"""
This module provides functionality for tracking and managing regions in computational graphs.
It supports graph optimization by identifying and grouping similar regions based on their
structure and behavior. The module implements algorithms for:

1. Tracking nodes and their relationships in the computational graph
2. Identifying identical or similar regions across the graph
3. Managing graph regions for optimization purposes
4. Supporting deduplication and other graph transformation passes

The core functionality revolves around the GraphRegionTracker class which maintains
mappings between nodes and their duplicates, enabling efficient graph analysis and
optimization operations.
"""

import copyreg
import io
import logging
import math
import operator
import pickle
from collections import defaultdict, deque
from dataclasses import fields
from typing import Any, Callable, Optional, TYPE_CHECKING, TypeVar

import torch._logging
import torch.fx
from torch._subclasses.fake_tensor import FakeTensor
from torch.utils._ordered_set import OrderedSet
from torch.utils._pytree import tree_flatten

from .graph_utils import _get_flat_args_unique


T = TypeVar("T")


if TYPE_CHECKING:
    from .symbolic_convert import InstructionTranslatorBase


Node = torch.fx.Node
Region = list[Node]
IdenticalNodes = list[Node]
GlobalStateKey = tuple[bool, bool, int, bool, bool, torch.dtype, bool, bool, bool, bool]

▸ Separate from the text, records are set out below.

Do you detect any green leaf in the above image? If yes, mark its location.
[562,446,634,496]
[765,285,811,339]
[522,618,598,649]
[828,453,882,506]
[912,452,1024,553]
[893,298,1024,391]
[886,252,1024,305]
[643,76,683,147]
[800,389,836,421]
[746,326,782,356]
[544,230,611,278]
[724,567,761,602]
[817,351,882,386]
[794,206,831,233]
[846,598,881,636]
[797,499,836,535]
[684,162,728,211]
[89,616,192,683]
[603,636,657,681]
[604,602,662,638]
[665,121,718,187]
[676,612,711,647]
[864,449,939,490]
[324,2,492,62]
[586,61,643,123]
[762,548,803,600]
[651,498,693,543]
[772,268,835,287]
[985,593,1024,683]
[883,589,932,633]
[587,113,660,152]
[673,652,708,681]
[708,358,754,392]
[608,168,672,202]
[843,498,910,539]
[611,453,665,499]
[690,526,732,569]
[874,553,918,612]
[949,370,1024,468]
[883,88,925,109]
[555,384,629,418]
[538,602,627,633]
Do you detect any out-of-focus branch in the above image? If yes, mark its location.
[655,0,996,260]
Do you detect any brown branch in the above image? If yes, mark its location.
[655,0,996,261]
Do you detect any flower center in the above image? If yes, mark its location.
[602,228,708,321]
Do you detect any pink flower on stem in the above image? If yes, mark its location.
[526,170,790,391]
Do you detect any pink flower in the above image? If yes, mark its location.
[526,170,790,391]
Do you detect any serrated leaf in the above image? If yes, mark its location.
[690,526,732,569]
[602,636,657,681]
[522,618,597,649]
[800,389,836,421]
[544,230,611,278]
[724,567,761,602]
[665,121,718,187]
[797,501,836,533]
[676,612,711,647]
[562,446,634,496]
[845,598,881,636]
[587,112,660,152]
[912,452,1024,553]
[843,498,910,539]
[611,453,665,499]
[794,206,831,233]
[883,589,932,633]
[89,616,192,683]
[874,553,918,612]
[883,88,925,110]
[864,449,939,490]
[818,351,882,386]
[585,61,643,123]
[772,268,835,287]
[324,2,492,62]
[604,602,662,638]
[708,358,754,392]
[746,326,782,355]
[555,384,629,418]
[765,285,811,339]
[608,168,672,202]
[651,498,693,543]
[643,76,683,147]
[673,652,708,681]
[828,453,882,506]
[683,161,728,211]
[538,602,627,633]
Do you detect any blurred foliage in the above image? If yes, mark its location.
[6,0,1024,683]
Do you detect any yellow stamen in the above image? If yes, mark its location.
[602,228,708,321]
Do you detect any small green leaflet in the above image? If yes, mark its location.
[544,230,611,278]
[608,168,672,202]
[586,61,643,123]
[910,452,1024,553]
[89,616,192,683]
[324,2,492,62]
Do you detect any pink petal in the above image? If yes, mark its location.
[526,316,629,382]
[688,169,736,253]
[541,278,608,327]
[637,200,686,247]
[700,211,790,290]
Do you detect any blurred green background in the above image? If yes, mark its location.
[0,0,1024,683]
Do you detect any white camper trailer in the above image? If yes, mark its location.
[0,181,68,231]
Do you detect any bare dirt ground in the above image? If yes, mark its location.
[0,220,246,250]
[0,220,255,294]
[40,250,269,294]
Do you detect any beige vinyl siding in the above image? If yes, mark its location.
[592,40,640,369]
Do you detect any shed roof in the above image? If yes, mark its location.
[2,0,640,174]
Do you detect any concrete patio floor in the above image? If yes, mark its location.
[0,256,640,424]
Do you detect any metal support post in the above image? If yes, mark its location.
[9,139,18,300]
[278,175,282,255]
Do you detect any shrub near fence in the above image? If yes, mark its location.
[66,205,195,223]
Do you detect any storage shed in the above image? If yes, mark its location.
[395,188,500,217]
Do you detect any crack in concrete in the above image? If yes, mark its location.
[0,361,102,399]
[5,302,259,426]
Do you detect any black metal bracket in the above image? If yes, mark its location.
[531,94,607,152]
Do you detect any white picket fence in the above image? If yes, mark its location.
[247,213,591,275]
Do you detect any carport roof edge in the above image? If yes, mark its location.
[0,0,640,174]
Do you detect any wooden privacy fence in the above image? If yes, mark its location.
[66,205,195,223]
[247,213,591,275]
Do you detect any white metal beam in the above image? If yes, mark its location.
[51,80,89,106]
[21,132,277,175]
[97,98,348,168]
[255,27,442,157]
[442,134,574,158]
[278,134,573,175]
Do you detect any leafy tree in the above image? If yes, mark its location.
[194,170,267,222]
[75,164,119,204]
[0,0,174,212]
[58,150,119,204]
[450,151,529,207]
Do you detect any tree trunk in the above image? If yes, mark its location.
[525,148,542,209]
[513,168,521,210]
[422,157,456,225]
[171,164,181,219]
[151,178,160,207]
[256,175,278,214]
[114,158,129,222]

log = logging.getLogger(__name__)
graph_expansion_log = torch._logging.getArtifactLogger(
    __name__, "graph_region_expansion"
)


def debug_log(msg: str, *args) -> None:  # type: ignore[no-untyped-def]
    graph_expansion_log.debug(msg, *args)


def _extract_tensor_metadata_for_node_hash(
    x: torch.Tensor,
) -> tuple[Callable[[T], T], tuple[Any, ...]]:
    from torch._inductor.codecache import _ident, extract_tensor_metadata_for_cache_key

    out = []
    metadata = extract_tensor_metadata_for_cache_key(x)
    for field in fields(metadata):
        out.append(getattr(metadata, field.name))

    return (_ident, tuple(out))


class NodeHashException(Exception):
    pass


class InputPickler(pickle.Pickler):
    def __init__(self) -> None:
        from torch._inductor.codecache import _ident

        stream = io.BytesIO()
        self._stream = stream
        super().__init__(stream)
        self.dispatch_table = copyreg.dispatch_table.copy()
        self.dispatch_table.update(
            {
                FakeTensor: _extract_tensor_metadata_for_node_hash,
                torch.SymInt: lambda x: (_ident, (str(x),)),
                torch.SymBool: lambda x: (_ident, (str(x),)),
                torch.SymFloat: lambda x: (_ident, (str(x),)),
            }
        )
        self.fast = True

    def dumps(self, obj: Any) -> bytes:
        """
        Pickle an object and return a byte string.
        """
        try:
            self.dump(obj)
            return self._stream.getvalue()
        except (TypeError, AttributeError) as e:
            raise NodeHashException from e
        finally:
            self._stream.seek(0)
            self._stream.truncate(0)


def _extract_args(arg: Any) -> Any:
    if isinstance(arg, Node):
        return arg.meta.get("example_value")
    elif isinstance(arg, (torch.Tensor, int)):
        return arg
    else:
        return None


def _normalize_args(
    node: Node,
) -> tuple[tuple[str, ...], tuple[Optional[Any], ...]]:
    flat_args, _ = tree_flatten(node.args)
    sorted_kwargs = sorted(node.kwargs.items(), key=operator.itemgetter(0))
    sorted_keys = tuple(sorted(node.kwargs.keys()))
    flat_kwargs, _ = tree_flatten(sorted_kwargs)
    all_args = flat_args + flat_kwargs
    return (sorted_keys, tuple(_extract_args(arg) for arg in all_args))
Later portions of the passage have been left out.